Bring Clear Focus to Actionable Business Intelligence through Report Rationalization
Read time: 3-4 mins
“The more you have, the more you are occupied. The less you have, the more free you are.” – Mother Teresa
The above is true for life, but it applies equally to enterprises and the numerous reports they generate and consume. More often than not, organizations have significantly more reports than necessary, and that impacts productivity. Users invariably get caught in the plethora of reports that claim to provide helpful information but instead end up defeating their core purpose, i.e., providing the right information at the right time to make the right decisions.
Why Report Rationalization?
There is no question that organizations need to move away from massive volumes of reports to an insight-driven culture. That said, a lack of appropriate governance is the leading cause of information duplication and redundancy. Many organizations own various BI technologies with overlapping capabilities that result in increased maintenance, reduced efficiency, lower adoption by business users, and higher cost of ownership.
Given the data explosion today, organizations are trying to mend multiple data sources to understand customer and employee behavior, product choices, supply chain issues, and logistics challenges. This necessitates the modernization of the data and reporting landscape. However, it’s important not to carry the technical debt of duplicate reports.
Hence, there is an urgent need to rationalize the existing reporting landscape.
What does Report Rationalization mean?
Report Rationalization empowers enterprises to identify duplicate reports and understand gaps in the existing reporting landscape. It has to consider both the technical and functional assessment of current reports and various BI technologies in use to determine a holistic future approach for the organization.
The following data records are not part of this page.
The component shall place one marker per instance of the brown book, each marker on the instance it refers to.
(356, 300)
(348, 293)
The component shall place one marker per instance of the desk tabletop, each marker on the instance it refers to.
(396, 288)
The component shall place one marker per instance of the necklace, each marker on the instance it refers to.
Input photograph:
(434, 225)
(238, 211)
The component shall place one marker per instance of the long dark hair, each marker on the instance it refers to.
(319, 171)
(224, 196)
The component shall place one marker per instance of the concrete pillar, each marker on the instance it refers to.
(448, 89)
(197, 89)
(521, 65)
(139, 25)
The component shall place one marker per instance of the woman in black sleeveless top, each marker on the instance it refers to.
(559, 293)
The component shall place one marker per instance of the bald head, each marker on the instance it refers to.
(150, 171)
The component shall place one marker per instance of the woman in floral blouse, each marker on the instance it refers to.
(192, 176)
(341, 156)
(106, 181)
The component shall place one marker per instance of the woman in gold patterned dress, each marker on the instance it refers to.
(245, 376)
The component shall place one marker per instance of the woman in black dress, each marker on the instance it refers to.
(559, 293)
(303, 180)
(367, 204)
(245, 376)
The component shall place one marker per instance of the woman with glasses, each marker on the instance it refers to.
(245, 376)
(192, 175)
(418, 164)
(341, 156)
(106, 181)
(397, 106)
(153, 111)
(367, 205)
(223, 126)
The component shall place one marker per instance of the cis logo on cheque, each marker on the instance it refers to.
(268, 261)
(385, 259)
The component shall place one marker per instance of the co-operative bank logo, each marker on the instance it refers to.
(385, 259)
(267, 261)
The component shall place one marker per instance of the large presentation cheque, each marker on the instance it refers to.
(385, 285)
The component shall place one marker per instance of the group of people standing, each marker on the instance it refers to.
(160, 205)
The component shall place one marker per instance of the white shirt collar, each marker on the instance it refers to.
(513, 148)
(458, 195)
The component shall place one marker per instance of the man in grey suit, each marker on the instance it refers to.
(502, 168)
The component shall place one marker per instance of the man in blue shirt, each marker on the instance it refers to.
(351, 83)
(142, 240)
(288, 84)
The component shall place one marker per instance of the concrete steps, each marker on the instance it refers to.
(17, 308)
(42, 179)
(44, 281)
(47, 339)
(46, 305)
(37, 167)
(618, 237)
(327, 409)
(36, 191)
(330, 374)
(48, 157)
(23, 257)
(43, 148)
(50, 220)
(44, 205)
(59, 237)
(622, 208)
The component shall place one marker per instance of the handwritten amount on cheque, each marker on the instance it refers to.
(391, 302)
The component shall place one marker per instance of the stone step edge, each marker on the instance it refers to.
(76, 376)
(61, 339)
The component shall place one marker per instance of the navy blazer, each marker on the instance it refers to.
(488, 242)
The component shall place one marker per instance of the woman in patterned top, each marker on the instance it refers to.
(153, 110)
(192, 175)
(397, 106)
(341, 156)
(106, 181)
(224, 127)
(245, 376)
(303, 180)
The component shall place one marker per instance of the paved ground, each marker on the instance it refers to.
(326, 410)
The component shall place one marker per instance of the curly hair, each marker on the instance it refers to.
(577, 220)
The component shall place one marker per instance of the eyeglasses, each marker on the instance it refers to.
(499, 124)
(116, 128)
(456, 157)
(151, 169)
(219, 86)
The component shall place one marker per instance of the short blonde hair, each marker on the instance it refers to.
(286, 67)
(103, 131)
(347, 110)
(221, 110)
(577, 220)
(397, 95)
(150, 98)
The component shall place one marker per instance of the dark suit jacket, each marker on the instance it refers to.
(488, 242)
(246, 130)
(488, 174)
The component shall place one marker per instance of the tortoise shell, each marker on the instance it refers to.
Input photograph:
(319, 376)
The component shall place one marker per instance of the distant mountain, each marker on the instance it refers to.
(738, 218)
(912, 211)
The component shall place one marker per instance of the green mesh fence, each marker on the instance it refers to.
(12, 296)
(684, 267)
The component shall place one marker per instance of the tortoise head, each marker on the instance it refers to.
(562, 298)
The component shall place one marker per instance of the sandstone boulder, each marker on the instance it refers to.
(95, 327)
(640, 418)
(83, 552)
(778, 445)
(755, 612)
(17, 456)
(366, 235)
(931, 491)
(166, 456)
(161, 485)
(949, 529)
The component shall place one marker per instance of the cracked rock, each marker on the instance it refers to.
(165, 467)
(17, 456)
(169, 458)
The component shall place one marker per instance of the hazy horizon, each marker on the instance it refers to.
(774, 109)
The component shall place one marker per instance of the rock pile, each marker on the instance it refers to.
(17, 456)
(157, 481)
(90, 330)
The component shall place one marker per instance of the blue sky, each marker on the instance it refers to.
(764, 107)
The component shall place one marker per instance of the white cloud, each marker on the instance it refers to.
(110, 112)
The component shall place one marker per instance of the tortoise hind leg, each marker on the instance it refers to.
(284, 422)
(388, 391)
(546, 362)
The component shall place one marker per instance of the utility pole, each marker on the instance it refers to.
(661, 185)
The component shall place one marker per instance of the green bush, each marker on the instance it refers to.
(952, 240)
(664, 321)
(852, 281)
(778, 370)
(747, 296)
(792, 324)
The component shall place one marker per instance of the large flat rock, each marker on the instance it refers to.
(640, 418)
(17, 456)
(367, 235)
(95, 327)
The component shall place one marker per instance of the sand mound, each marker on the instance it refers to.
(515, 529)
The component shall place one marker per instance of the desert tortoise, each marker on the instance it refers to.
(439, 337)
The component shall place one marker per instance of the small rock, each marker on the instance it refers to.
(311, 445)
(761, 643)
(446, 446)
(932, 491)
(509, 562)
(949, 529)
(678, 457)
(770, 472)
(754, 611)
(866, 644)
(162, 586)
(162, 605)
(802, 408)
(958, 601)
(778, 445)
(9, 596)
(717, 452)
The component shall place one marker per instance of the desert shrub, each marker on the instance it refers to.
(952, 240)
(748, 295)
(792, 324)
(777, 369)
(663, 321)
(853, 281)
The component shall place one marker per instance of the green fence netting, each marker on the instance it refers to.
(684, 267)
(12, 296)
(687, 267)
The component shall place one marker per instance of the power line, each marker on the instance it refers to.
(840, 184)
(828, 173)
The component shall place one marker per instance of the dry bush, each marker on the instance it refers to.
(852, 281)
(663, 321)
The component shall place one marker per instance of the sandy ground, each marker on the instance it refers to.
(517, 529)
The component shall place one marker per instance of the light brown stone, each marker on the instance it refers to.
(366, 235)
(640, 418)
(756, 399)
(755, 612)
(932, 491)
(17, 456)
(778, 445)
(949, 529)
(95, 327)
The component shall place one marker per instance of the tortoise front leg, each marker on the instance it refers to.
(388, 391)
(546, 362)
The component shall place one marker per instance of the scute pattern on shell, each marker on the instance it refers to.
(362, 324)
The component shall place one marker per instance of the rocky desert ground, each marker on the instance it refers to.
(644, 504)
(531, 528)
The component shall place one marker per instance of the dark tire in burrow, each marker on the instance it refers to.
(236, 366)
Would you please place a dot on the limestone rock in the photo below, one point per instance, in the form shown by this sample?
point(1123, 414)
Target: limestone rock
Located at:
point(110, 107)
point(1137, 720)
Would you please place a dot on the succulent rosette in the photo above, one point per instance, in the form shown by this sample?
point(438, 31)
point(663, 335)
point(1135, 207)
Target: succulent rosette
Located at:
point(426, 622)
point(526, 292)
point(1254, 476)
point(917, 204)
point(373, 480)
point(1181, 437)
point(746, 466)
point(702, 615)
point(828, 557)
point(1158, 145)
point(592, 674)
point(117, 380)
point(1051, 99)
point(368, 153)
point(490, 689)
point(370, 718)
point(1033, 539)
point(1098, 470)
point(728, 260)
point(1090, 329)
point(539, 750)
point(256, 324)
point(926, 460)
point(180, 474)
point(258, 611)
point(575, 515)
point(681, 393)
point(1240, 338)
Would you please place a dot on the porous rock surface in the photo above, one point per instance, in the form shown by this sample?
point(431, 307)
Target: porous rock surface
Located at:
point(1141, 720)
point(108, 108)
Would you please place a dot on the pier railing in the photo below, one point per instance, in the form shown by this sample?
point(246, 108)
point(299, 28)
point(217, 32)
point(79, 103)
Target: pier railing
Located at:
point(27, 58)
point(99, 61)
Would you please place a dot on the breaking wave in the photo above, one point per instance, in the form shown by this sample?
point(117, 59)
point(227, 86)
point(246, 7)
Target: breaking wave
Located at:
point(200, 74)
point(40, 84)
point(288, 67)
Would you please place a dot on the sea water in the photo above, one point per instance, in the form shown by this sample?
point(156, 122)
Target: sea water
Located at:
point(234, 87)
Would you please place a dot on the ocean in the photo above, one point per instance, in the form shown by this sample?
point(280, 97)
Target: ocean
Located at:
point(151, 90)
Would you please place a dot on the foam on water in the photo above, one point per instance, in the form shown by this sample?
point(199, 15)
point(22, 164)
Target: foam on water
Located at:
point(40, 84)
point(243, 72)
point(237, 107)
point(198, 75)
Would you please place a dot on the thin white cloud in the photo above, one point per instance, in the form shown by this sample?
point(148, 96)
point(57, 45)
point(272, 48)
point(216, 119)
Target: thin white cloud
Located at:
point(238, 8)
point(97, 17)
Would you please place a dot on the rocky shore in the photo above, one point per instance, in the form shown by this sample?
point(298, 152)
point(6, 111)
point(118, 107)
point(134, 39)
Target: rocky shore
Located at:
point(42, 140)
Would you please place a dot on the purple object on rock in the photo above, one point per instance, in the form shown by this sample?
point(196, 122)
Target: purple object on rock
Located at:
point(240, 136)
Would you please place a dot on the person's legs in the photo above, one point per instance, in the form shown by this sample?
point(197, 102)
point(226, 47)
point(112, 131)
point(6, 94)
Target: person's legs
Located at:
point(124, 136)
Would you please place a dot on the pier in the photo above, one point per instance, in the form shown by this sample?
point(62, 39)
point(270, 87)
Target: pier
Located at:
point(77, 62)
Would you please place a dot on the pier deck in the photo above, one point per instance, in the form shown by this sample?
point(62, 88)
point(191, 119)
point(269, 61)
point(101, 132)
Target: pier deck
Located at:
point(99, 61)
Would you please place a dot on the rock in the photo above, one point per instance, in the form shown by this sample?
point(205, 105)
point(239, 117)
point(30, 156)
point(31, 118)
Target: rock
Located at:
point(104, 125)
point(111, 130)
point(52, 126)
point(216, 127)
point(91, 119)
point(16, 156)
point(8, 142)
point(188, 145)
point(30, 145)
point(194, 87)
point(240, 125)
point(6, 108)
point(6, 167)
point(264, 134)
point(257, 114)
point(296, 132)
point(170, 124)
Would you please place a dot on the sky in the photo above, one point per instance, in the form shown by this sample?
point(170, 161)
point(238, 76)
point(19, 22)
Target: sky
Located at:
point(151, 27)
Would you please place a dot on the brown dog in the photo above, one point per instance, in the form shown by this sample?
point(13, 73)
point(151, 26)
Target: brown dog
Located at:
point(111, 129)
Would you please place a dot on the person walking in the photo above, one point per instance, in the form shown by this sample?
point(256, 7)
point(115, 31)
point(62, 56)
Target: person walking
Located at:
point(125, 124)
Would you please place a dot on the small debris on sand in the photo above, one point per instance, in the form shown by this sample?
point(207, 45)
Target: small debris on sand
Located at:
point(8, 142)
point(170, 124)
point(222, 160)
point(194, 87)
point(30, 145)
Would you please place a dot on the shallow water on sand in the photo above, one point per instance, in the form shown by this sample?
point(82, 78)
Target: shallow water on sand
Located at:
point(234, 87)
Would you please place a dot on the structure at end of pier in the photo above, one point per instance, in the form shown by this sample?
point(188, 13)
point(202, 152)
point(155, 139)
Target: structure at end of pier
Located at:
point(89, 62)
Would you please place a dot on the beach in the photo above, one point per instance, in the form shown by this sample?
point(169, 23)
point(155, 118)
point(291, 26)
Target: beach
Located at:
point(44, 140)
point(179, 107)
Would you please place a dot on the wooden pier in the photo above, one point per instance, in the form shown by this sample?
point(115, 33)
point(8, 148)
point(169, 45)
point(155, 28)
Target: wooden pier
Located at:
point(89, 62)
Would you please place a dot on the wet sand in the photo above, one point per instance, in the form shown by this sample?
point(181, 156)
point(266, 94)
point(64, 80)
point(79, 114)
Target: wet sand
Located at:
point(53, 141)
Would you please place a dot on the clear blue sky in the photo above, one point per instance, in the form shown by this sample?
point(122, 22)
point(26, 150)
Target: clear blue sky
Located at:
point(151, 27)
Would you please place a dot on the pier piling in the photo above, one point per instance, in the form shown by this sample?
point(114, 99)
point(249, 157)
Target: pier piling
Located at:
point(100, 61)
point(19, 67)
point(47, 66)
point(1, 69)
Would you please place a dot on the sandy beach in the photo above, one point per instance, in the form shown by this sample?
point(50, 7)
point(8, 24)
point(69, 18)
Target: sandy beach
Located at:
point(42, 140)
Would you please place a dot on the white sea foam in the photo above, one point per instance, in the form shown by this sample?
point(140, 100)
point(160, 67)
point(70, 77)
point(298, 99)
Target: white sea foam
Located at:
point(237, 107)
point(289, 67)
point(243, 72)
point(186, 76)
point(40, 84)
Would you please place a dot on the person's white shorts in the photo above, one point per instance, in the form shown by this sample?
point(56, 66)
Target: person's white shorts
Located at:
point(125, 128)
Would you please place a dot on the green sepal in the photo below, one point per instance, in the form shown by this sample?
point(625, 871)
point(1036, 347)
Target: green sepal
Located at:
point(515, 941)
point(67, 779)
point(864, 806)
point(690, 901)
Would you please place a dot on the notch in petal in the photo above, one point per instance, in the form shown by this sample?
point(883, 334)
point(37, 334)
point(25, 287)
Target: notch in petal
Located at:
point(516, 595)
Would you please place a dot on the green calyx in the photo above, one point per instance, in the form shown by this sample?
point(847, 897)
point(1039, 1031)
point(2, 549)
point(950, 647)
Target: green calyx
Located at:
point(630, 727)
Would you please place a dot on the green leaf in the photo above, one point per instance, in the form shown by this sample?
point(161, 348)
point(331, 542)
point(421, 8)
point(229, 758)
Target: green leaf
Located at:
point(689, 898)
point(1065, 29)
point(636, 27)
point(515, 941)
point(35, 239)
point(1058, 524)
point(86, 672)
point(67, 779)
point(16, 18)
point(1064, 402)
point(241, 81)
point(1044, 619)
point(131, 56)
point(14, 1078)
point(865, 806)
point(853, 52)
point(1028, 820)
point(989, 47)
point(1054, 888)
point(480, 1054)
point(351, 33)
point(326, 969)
Figure 1: Report Rationalization steps
How to rationalize your reports successfully?
Organizations should follow a structured approach toward report rationalization. The framework must consider manual assessment to identify gaps in the existing reporting landscape and automation to compare thousands of reports via metadata to determine any overlap in report definition and usage. The below diagram represents critical aspects to consider during the report rationalization process and activities/steps that are followed.
Figure 2: Report Rationalization phases
The framework includes critical phases such as discovery, investigation, analysis, and rationalization.
Discovery: This phase includes vital steps such as conducting workshops with business stakeholders for reports segregation from analytics, transactional, and operational perspectives. The discovery phase also involves bucketing reports as per business functions, identifying individual reports for analysis, understanding the usage pattern, critical reports for each business function, and any additional KPI requirements not captured in existing reports. To maximize impact of report rationalization, it is essential to extend the discovery phase to include important KPIs and terminologies used by users.
Investigation: The investigation phase includes analyzing reports for their business logic, KPI/metrics information and formulas, extracting logic for KPIs and calculated fields, and analyzing the business context for reports. It further analyzes data attributes required to build these KPIs and metrics.
Analysis: This phase includes listing all KPIs and metrics required for each report so that analysis can be performed on data attributes and underlying tables/databases for these attributes if needed.
Rationalization: This phase consolidates multiple reports into a few based on functionality, KPIs or Metrics covered, and data attributes.
Benefits of Report Rationalization
- Improves decision-making abilities
- Amplifies business user experience
- Enhances processes and standards
- Institutes stronger governance
- Reduces the total cost of ownership (TCO)
Report Rationalization – a continuous journey
The report rationalization exercise is not a one-time activity though it helps substantially reduce technical debt and reporting inventory. It is in the organization’s best interest to undertake the activity regularly and supplement it with a tight report governance model set up, keeping the long-term vision and business goals in mind. The report governance model ensures that new reports are created by the central team only when needed. It creates a separate process and structure for ad hoc analysis and user reports, eventually avoiding frequent report creations which results into massive report rationalization initiatives repeatedly.